In April 2023, I was diagnosed with testicular cancer. The good news was that 98% of men survive their diagnosis. The bad news was… the diagnosis was wrong. I was told that I could have as little as two months to live. I was 42 years old. I was a husband and a father. Now, after more than two years of living with cancer, I’m not just surviving, I’m thriving, and I want to help others like me meet the challenges of cancer head on and live well every day. This is my journey into cancer.

Chapter Two: In my time of dying

If you haven’t already, I recommend that you read my previous post (“first reactions“) before you go any further.

I won’t ever profess to know just how you feel, but I do know how incredibly overwhelming it all felt for me at the start, and so I tried to provide some insights into what you might expect and provide tips to help you cope better.

Summary

Take time to process the news.

When ready, it can help to talk about it.

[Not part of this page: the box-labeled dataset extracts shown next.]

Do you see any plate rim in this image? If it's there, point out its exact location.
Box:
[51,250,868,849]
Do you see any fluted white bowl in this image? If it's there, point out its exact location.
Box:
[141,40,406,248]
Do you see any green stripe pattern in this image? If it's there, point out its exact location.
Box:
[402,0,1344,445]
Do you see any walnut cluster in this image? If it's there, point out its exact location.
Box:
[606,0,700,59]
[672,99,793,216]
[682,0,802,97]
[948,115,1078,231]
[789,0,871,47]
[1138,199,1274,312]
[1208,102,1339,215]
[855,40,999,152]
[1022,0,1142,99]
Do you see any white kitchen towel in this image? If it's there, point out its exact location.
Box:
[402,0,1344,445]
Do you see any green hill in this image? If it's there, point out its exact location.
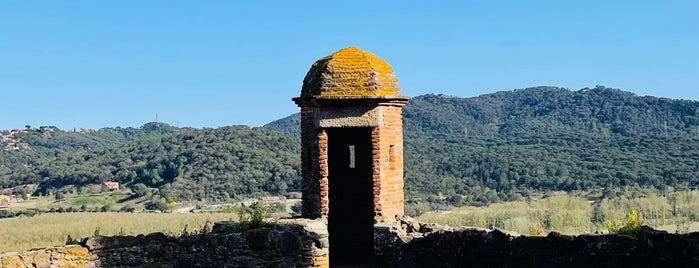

There’s no right or wrong way to feel.

Try not to suppress negative emotions.

Everyone needs some sense of hope.

Hearing that I was going to die from my cancer was… well, there really aren’t any words to describe what it was, and I’ve never felt so vulnerable as I did when I received my cancer diagnosis (terminal or not). It was as though my whole life could just crumble away around me at any moment. Truly heartbreaking.

For me, this was the most confusing and emotional time in my cancer journey, and what I remember most was hugging my mam, crying, and telling her how sorry I was. I genuinely felt as though I had let her down in some way, which, apart from obviously not being true, can be a common and natural reaction that you might have.

I feel very fortunate to be part of a close family because this helps me to feel supported and know that I don’t have to cope with cancer alone. I did struggle to talk about my thoughts and emotions at first but, over time, this has become easier and I do find that talking about my situation helps; specifically talking about death and dying – although you should only do this when you are ready, and in your own way.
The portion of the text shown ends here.